One of the tragic results of this disease-driven industry and its ongoing quest to maximize revenues at the cost of human life is that death rates from overdoses are skyrocketing – and county morgues are running out of room to store victims’ bodies.
A recent example was reported by the New York Times. As of February 2nd – just a little over a month into the new year – the Montgomery County (Ohio) Coroner’s Office had taken in the bodies of 163 people whose deaths were due to opioid overdose. The problem has gotten to the point that director Kenneth Betz has been having to call upon private funeral homes to handle the overflow.
In a phone interview, he told the Times, “We’re running at full capacity…we’ve never experienced this volume of accidental drug overdoses in our history.”
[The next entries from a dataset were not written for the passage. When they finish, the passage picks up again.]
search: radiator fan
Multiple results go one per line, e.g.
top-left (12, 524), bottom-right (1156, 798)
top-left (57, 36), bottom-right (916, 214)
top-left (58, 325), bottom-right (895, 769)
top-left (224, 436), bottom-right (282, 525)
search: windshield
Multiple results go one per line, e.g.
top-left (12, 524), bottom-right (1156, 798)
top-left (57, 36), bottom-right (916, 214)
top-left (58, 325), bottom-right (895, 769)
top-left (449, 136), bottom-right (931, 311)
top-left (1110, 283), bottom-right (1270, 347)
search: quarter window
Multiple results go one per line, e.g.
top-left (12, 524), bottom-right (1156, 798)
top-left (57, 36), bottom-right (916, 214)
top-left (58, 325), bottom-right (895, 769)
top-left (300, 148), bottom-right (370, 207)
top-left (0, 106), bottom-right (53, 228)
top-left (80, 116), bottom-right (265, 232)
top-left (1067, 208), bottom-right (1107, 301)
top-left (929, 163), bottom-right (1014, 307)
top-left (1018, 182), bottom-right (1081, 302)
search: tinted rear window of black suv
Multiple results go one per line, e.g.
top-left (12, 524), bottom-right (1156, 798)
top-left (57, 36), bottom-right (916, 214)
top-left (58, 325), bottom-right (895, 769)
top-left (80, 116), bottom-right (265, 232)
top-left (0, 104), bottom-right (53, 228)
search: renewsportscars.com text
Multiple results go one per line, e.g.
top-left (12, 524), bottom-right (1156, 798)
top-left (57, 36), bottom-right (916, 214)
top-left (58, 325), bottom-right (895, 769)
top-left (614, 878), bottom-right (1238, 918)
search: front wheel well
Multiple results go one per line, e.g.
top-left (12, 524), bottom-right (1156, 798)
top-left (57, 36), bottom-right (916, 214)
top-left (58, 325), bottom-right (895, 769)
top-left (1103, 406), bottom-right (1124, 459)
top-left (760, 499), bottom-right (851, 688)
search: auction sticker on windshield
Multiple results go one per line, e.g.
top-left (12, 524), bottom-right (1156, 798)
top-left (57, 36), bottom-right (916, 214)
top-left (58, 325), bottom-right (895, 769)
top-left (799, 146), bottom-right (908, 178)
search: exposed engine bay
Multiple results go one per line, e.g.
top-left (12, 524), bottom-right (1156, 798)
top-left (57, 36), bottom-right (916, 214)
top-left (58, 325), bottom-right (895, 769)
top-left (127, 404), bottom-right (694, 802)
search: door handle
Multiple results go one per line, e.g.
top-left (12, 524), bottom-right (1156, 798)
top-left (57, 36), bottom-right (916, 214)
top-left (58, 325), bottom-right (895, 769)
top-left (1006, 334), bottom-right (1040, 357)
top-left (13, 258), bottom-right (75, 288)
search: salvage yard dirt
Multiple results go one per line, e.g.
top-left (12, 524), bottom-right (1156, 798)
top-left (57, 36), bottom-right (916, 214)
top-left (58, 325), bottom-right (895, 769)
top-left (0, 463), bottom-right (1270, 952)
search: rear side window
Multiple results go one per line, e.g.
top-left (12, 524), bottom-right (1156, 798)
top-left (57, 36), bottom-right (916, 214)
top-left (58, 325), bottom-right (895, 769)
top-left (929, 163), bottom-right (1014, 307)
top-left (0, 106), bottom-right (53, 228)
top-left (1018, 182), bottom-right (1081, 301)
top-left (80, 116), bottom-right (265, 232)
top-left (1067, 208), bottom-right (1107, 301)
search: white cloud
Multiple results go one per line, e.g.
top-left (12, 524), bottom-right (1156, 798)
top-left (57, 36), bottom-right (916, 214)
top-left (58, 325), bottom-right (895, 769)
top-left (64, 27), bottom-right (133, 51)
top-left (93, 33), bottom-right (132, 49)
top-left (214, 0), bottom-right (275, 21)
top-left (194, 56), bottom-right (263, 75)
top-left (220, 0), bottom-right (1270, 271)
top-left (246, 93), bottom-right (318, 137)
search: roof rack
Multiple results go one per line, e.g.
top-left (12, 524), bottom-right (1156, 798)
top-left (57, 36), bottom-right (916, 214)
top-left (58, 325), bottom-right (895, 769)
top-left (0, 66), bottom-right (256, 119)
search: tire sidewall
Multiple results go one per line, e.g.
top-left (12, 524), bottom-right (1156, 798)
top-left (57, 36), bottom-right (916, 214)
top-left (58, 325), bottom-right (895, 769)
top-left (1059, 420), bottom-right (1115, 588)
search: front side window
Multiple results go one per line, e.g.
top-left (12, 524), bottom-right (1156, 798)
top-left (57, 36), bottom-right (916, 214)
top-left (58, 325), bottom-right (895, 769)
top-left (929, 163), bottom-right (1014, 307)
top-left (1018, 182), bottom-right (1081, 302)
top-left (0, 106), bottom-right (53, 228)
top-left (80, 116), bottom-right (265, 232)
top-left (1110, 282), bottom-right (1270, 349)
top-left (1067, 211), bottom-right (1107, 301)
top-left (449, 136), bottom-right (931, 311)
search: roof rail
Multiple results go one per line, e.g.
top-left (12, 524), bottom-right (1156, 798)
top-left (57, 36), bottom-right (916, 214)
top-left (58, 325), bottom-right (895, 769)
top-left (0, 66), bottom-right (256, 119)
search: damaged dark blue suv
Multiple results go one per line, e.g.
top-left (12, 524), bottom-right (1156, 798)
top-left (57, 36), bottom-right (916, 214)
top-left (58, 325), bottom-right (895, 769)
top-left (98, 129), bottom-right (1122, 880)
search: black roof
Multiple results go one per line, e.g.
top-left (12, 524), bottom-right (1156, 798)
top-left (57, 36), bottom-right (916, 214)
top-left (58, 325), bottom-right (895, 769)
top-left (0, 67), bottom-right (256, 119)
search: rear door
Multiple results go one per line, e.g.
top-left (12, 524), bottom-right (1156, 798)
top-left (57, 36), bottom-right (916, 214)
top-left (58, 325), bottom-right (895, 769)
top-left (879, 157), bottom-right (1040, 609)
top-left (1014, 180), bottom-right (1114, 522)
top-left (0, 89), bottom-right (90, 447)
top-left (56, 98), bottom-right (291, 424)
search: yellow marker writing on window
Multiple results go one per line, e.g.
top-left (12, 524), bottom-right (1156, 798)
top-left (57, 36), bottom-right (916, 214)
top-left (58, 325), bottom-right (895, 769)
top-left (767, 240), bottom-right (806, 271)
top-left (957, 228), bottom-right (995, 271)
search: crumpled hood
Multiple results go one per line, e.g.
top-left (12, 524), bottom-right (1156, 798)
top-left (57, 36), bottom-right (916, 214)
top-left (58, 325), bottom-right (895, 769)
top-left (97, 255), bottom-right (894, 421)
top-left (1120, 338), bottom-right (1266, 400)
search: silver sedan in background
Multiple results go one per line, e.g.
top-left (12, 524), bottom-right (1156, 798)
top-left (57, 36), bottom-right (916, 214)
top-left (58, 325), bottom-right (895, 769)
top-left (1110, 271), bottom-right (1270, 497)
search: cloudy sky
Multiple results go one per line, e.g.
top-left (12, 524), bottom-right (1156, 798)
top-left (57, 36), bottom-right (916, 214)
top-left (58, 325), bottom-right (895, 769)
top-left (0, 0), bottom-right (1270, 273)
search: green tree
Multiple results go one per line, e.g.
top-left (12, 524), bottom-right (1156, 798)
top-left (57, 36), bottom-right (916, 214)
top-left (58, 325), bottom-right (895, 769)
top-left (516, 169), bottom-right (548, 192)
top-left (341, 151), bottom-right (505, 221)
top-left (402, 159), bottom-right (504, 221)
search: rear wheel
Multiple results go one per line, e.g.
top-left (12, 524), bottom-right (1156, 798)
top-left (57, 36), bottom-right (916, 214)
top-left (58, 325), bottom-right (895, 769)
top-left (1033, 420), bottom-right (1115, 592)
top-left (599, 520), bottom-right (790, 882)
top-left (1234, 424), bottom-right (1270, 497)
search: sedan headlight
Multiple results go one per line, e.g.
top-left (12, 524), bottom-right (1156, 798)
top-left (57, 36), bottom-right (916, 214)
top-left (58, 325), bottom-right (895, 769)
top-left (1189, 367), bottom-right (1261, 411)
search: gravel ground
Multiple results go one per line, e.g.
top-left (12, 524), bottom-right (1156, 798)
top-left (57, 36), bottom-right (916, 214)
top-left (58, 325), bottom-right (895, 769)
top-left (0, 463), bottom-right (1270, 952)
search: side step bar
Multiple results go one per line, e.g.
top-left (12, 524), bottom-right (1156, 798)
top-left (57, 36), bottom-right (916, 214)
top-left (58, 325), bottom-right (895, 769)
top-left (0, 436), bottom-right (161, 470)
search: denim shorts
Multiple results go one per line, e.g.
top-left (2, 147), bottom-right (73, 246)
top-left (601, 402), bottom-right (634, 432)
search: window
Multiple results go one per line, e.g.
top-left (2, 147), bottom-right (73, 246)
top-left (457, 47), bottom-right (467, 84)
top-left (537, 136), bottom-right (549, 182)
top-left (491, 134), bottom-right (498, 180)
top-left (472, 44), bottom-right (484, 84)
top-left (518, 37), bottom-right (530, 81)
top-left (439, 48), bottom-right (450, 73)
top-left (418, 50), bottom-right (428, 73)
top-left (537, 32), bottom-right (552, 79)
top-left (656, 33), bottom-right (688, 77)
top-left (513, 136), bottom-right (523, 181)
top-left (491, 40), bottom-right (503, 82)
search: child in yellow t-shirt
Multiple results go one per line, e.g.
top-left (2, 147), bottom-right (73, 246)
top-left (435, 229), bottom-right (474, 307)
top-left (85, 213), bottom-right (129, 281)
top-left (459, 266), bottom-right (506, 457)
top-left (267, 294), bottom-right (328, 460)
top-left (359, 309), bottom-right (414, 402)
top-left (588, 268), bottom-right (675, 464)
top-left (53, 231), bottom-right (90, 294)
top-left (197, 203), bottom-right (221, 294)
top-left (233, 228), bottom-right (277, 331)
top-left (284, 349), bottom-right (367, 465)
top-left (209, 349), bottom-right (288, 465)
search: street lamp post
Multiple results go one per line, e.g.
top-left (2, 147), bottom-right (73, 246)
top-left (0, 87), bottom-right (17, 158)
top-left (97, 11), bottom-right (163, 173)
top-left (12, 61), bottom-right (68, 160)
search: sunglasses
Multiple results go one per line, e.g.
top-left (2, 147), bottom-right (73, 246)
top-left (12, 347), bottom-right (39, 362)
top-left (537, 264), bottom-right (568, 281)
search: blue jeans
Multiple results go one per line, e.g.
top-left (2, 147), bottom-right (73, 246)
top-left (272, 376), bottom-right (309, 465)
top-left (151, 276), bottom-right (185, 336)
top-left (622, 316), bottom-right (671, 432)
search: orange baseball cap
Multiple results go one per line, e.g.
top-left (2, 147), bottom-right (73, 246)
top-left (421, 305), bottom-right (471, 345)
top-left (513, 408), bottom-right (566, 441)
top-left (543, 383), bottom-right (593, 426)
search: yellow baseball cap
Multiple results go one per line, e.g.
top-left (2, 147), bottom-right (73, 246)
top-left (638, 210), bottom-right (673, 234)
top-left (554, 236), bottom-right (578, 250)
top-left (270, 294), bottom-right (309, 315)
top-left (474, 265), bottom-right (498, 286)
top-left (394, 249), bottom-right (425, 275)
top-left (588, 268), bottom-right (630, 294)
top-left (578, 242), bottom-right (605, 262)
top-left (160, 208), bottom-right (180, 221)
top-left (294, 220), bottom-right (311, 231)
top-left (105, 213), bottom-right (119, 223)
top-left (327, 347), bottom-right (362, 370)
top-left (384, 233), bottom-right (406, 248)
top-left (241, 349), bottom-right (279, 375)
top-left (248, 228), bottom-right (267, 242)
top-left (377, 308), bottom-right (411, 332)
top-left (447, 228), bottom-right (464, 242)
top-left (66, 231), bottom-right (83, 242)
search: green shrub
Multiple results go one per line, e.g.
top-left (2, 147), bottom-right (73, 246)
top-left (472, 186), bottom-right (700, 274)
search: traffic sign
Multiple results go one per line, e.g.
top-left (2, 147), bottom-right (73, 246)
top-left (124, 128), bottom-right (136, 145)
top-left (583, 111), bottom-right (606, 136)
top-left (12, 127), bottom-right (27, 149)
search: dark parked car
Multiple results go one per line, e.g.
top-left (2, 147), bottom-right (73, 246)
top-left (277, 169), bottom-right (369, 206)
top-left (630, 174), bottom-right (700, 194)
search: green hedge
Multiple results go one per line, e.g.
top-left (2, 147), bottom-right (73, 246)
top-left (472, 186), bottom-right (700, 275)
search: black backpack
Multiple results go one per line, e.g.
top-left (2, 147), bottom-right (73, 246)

During the first nine months of 2016, there were a total of 253 opioid-related deaths in Montgomery County. In 2013, that number was 220 for the entire year. Significantly, the number of deaths from illegal heroin accounted for only 22% of the total – a figure that has been dropping every year. Instead, most of these deaths involved fentanyl, a prescription pain medication developed by Janssen Pharmaceuticals in the early 1960s.
Montgomery County is just one relatively small region of the country, and provides only a snapshot of what is becoming a national emergency. According to figures from the American Society of Addiction Medicine, drug overdose is now the leading cause of accidental death in the U.S., numbering over 54,400 in 2015. More than 33,000 of those deaths were due to opioids – most of them from “legal” prescription painkillers. In comparison, the estimated number of motor vehicle-related deaths that year was 38,300.
So what is being done to address this growing problem? At the federal level – not much. The most corrupt Congress and Administration since Harding cannot be expected to lift a finger when it comes to working against the interests of their corporate pimps in the pharmaceutical industry.
However, many states are standing up as attorneys general across the country have filed lawsuits against Big Pharma players that have conspired to keep the price of treatments obscenely high.
Meanwhile, over 90 Americans die every day because of drugs such as oxycodone, hydrocodone, methadone and fentanyl, the sales of which have increased by over 300% since 1999. And there is no end in sight.